Un año después, a las 20:00 horas del 12 de noviembre de 1980, la banda terrorista ETA asesinaba en Ataun (Guipúzcoa) a MIGUEL ZUNZUNEGUI ARRATIBEL, camionero de profesión. Una de sus hermanas fue testigo del asesinato. Miguel acababa de regresar de un viaje con su camión y se encontraba en el garaje del caserío familiar, en el barrio de San Gregorio de Ataun, cuando dos individuos encapuchados lo tirotearon a corta distancia, recibiendo un impacto de bala mortal en la cabeza y otros dos en la clavícula.

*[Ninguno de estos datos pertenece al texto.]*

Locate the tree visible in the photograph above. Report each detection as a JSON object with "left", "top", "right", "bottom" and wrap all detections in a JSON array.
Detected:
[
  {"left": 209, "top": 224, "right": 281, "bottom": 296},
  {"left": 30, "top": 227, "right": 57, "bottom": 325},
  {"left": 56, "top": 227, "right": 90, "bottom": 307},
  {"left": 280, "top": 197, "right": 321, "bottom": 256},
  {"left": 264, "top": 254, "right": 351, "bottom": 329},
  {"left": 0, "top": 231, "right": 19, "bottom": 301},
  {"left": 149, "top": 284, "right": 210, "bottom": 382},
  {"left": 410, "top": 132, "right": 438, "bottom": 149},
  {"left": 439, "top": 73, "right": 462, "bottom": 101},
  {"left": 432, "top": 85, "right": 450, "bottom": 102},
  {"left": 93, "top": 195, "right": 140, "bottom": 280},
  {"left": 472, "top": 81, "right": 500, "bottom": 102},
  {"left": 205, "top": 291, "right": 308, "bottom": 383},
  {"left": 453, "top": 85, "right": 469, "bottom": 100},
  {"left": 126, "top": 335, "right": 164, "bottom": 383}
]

Según contó su hermana, Miguel tuvo tiempo de interpelar en euskera a los dos etarras, a los que preguntó “¿qué os he hecho yo?” (Diario de Navarra, 14/11/1980). La propia hermana, pese a tener 70 años, intentó arrebatar el arma a uno de ellos, que se la puso en el pecho y le dijo en euskera que no se moviese, mientras el segundo terrorista disparaba sobre la víctima a bocajarro. Los pistoleros de la banda huyeron a pie del lugar de los hechos, donde se recogieron tres casquillos de bala del calibre 9 milímetros parabellum, marca SF. En el momento del asesinato de Miguel no había prácticamente nadie en la zona, por estar retransmitiéndose por televisión el partido de fútbol España-Polonia.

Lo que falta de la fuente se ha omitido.